Merlot, Cabernet Sauvignon, and Cabernet Franc make up the red grape "trio" of Bordeaux. Petit Verdot and Malbec grape varieties are also used in lesser proportions. As soon as the grapes are harvested, the juice ferments with the grape skins; this gives the wine its color and tannins. After several weeks in vats (or barrels), wines made from different grape varieties are blended. The wine is then aged in vats or oak barrels for months or even years.
Bordeaux red wines should ideally be served at 61°-65°F. Given their good balance of alcohol, tannin and acidity, these wines are perfect to enjoy with all kinds of food: Medoc and Graves pair well with red meats and roasts; Saint-Emilion, Pomerol and Fronsac wines pair well with white meats, poultry, game and even fish; Bordeaux, Bordeaux Superieur and Cotes de Bordeaux wines are ideal matches for grilled meats, pasta and even more exotic "fusion" dishes.
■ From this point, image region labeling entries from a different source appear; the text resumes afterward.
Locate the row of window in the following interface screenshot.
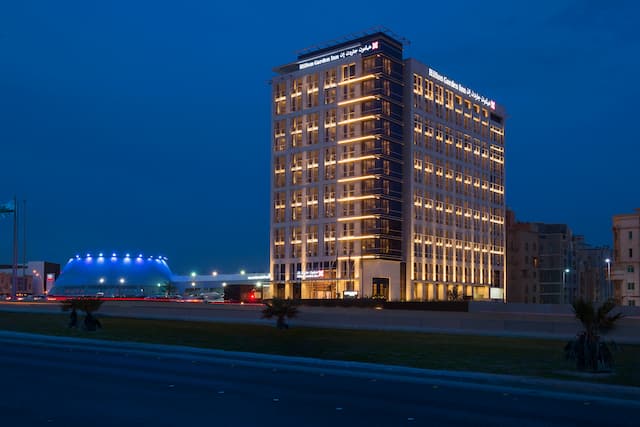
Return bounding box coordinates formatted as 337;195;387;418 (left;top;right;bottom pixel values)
413;74;497;119
412;263;502;285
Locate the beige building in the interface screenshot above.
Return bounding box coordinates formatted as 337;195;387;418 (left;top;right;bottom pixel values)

From a rather featureless block of vineyards northeast of the town of Libourne and the district of St-Emilion, comes some of the world's most exciting Merlot-based wines. The properties may be small, some less than an acre, but the wines are remarkable. Some of the more westerly estates are on sandy soil, but at the heart of Pomerol, it is thick clay, with an underpinning of iron and minerals, that produce the classic wines of Petrus, Trontanoy, Le Pin, Certan-de-May and Latour-Pomerol. An adjacent district is Lalande-de-Pomerol, producing wines with a touch of Pomerol's rich and concentrated yet accessible style.